We’ve been talking a fair bit on how to best apologise in our casa of late. It seems this is not the easiest thing to do for some – apologies are often shrouded in “buts” pushing the responsibility somewhat, if not totally, on to the other person. For example – “Sorry I pushed you over and where your hand once was is a now a stump squirting blood everywhere, BUT you were in my way” and the like (PS not cool).
In business particularly, this does not translate or go down well. Customer complaints must be dealt with sensitively, especially when your customer has been inconvenienced, embarrassed or offended.
The thing about an apology is that you’ve got to mean it, it’s got to be genuine and done in a way that cares for the other person. Keepin’ it simple, there are 3 critical components to an apology:
- Say You Are Sorry
- Acknowledge That It’s Your Fault
- Find out what you can do to make it right
An apology shouldn’t be a half-hearted attempt in order to move on quickly, but more it needs to be full of caring and empathy and a willingness to work through the issue further if needed.
In her blog today, CEO and Community Builder, Liz Strauss shared a post by Women with Drive Founder, Molly Cantrell-Kraig, who notes:
When we apologize, we allow for expansiveness and possibility. We are taking responsibility for the action that caused someone else pain or inconvenience. Accountability for our actions leads to mindfulness, which in turn allows us to change our actions. This chain of decisions anchors independence.

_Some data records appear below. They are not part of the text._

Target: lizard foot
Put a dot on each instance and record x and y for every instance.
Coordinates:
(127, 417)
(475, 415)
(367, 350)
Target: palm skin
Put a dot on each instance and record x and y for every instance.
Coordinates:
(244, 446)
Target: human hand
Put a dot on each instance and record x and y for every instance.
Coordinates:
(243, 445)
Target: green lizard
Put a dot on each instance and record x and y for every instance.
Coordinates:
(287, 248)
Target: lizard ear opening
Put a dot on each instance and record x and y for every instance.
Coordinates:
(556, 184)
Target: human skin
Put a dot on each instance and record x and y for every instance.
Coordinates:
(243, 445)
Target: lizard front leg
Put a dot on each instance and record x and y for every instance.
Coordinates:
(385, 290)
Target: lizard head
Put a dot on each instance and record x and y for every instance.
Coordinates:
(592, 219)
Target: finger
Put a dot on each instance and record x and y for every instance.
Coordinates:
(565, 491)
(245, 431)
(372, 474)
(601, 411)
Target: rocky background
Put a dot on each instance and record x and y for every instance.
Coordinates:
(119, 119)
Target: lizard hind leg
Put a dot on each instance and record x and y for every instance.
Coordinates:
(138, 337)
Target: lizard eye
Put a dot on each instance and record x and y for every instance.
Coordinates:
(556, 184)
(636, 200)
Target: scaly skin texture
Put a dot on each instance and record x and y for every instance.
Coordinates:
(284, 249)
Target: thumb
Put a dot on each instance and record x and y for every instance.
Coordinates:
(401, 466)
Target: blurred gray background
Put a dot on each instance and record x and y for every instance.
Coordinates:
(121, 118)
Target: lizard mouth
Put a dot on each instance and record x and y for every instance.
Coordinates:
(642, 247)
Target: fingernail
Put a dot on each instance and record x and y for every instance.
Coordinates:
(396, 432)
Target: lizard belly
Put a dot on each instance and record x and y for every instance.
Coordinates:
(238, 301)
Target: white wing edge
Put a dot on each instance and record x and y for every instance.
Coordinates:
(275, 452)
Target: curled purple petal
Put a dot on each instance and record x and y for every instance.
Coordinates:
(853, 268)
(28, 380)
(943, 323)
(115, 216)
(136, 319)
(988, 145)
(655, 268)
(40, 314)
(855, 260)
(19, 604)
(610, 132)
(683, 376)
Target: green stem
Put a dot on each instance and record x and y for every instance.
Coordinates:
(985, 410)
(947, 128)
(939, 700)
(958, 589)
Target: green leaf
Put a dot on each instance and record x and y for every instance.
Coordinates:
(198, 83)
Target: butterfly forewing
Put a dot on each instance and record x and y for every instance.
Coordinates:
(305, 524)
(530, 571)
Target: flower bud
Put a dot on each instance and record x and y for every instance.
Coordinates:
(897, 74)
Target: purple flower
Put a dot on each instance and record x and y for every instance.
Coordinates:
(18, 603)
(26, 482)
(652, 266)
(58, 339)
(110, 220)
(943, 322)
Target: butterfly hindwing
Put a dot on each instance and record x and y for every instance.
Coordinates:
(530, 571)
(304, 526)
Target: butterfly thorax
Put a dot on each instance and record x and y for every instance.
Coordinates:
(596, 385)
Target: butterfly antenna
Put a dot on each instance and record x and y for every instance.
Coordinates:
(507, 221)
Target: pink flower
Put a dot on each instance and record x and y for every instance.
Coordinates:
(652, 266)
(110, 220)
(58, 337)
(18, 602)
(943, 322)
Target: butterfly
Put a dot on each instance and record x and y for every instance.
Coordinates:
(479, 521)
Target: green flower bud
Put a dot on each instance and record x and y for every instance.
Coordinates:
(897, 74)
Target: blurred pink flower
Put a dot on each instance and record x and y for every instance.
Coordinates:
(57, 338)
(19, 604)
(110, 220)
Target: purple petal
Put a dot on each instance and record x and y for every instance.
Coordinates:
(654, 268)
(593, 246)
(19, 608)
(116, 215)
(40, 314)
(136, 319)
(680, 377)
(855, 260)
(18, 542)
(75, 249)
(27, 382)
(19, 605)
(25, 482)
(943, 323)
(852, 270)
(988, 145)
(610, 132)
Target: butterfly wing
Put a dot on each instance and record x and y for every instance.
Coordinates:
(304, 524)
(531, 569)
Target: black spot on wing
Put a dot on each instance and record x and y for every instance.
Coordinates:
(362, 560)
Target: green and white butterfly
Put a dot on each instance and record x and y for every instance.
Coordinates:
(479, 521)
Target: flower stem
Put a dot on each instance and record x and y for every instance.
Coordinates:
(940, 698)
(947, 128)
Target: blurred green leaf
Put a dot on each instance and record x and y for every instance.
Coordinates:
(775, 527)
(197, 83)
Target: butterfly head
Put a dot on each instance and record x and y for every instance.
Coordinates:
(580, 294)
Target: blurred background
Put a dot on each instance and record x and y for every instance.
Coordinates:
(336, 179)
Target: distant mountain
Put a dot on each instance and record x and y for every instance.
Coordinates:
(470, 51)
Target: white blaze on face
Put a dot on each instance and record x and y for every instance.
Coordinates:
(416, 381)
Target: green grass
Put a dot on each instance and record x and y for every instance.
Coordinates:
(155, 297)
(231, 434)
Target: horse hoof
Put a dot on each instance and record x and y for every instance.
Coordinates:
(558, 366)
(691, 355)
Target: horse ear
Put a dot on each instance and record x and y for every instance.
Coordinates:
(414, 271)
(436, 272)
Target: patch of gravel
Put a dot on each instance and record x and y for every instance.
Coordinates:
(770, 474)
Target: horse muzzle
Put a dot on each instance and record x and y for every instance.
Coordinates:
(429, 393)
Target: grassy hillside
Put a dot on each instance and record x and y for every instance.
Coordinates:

I also came across this little ditty that I thought was very useful: Apologising means “that you value your relationship more than your ego”.
I think this is all great food for thought and shows, with a little TLC, sorry does not need to be the hardest word.
“Apology is a lovely perfume; it can transform the clumsiest moment into a gracious gift.” Margaret Lee Runbeck (again by @mckra1g via @lizstrauss)
On that note I wish you a happy and productive week.